‘The Princess of Black Poetry” Nikki Giovanni has died. She was 81 years old.
Giovanni’s wife said she died from complications from lung cancer, The New York Times reported. She had battled cancer two previous times.
Virginia Tech, where she was a retired professor, said she died on Monday.
She was still doing readings as recently as November, working with saxophonist Javon Jackson in Queens, The Washington Post reported.
Giovanni was named Yolande Cornelia Giovanni Jr. but was called Nikki by her older sister. She was born in Knoxville, Tennessee, but was raised in Lincoln Heights, a Cincinnati suburb. The Post reported her father was a juvenile probation officer who beat her mother.
Giovanni wrote about her upbringing, talking frankly about what it was like, in her poem “Nikki-Rosa” — “childhood remembrances are always a drag / if you’re Black ... I really hope no white person ever has cause / to write about me / because they never understand / Black love is Black wealth and they’ll / probably talk about my hard childhood / and never understand that / all the while I was quite happy.”
She moved in with her grandparents in Knoxville, attending high school there. She enrolled at the age of 17 at Fisk University but was expelled after leaving the Nashville school for Thanksgiving without having permission and after having arguments with the dean of women. When the dean left, Giovanni returned.
Giovanni did not start as a civil rights activist, backing Sen.
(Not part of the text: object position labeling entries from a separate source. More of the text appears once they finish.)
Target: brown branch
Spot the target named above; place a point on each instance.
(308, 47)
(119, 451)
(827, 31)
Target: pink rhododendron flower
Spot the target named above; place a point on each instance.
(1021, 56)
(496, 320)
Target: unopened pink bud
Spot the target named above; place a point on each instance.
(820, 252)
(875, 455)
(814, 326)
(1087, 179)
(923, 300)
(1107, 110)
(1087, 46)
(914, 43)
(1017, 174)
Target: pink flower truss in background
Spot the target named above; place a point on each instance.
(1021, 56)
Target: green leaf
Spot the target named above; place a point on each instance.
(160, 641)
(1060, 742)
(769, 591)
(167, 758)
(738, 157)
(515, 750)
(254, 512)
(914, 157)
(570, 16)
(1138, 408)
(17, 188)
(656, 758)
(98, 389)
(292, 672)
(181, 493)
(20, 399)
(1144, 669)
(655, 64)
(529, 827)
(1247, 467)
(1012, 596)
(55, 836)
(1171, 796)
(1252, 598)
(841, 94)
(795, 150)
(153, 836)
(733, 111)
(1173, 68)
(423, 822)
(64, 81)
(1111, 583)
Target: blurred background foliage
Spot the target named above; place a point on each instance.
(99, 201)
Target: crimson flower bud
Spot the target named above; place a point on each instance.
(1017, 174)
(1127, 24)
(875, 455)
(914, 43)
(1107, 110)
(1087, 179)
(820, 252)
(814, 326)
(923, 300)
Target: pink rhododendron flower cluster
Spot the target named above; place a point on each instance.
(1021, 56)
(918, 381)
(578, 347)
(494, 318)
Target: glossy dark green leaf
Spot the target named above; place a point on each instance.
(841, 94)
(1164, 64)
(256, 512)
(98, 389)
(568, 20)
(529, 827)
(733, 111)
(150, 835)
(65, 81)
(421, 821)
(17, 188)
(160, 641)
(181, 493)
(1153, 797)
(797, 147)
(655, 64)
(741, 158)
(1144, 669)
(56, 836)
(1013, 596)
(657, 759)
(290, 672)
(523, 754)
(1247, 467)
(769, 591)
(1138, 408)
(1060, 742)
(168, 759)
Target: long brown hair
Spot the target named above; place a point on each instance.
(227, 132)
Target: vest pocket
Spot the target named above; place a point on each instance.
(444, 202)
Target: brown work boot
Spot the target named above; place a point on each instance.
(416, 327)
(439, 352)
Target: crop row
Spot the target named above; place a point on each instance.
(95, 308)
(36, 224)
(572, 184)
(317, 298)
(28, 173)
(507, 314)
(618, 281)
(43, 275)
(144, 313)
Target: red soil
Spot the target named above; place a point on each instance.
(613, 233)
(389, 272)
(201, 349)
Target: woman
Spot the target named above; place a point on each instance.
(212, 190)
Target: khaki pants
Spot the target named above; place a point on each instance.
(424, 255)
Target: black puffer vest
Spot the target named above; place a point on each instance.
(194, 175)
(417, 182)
Barry Goldwater for president in 1964, and reading books by Ayn Rand. But she began working for equality, restarting a chapter of the Student Nonviolent Coordinating Committee and editing a school literally magazine before being published in national publications such as Negro Digest in 1966, where she penned an essay challenging sexism in the movement. “Is it necessary that I cease being a Black woman... so that he can be a man?” she wrote.
Her grandmother’s death inspired poems in her first book “Black Feeling Black Talk,” which she self-published in 1968 after studying social work for a semester at the University of Pennsylvania, the Post reported.
She continued publishing books and gave readings at churches and community centers.
Her activism softened with the birth of her son, the newspaper said. She even wrote a children’s poetry book “Spin a Soft Black Song,” followed by “Rosa,” which told the story of Rosa Parks and was a runner-up for the Caldecott Medal.
Giovanni won an Emmy for Exceptional Merit in Documentary Filmmaking for “Going to Mars: The Nikki Giovanni Project,” CNN reported. Her most recent book “The Last Book” will be published next fall.
When Giovanni retired from Virginia Tech in 2022, she said she wanted to inspire the next generation.
“I want my students to not accept what they are hearing, but to look and say ‘what kind of sense does this make?’ and ‘what is going to be the end result?’” she said.
Her death will leave a mark on the campus.
“Nikki Giovanni was a treasure who lived out Ut Prosim in countless ways, using her literary gifts to motivate change, encourage critical thought, inspire us to dream, and provide comfort in times of sadness and grief,” Virginia Tech President Tim Sands said in a statement. “Her spirit endures through her words and the students she inspired to express themselves through writing and poetry. She will be deeply missed and forever remembered by her Hokie family.”
Giovanni leaves behind her wife, Virginia “Ginney” Fowler, her son and granddaughter, the Post reported.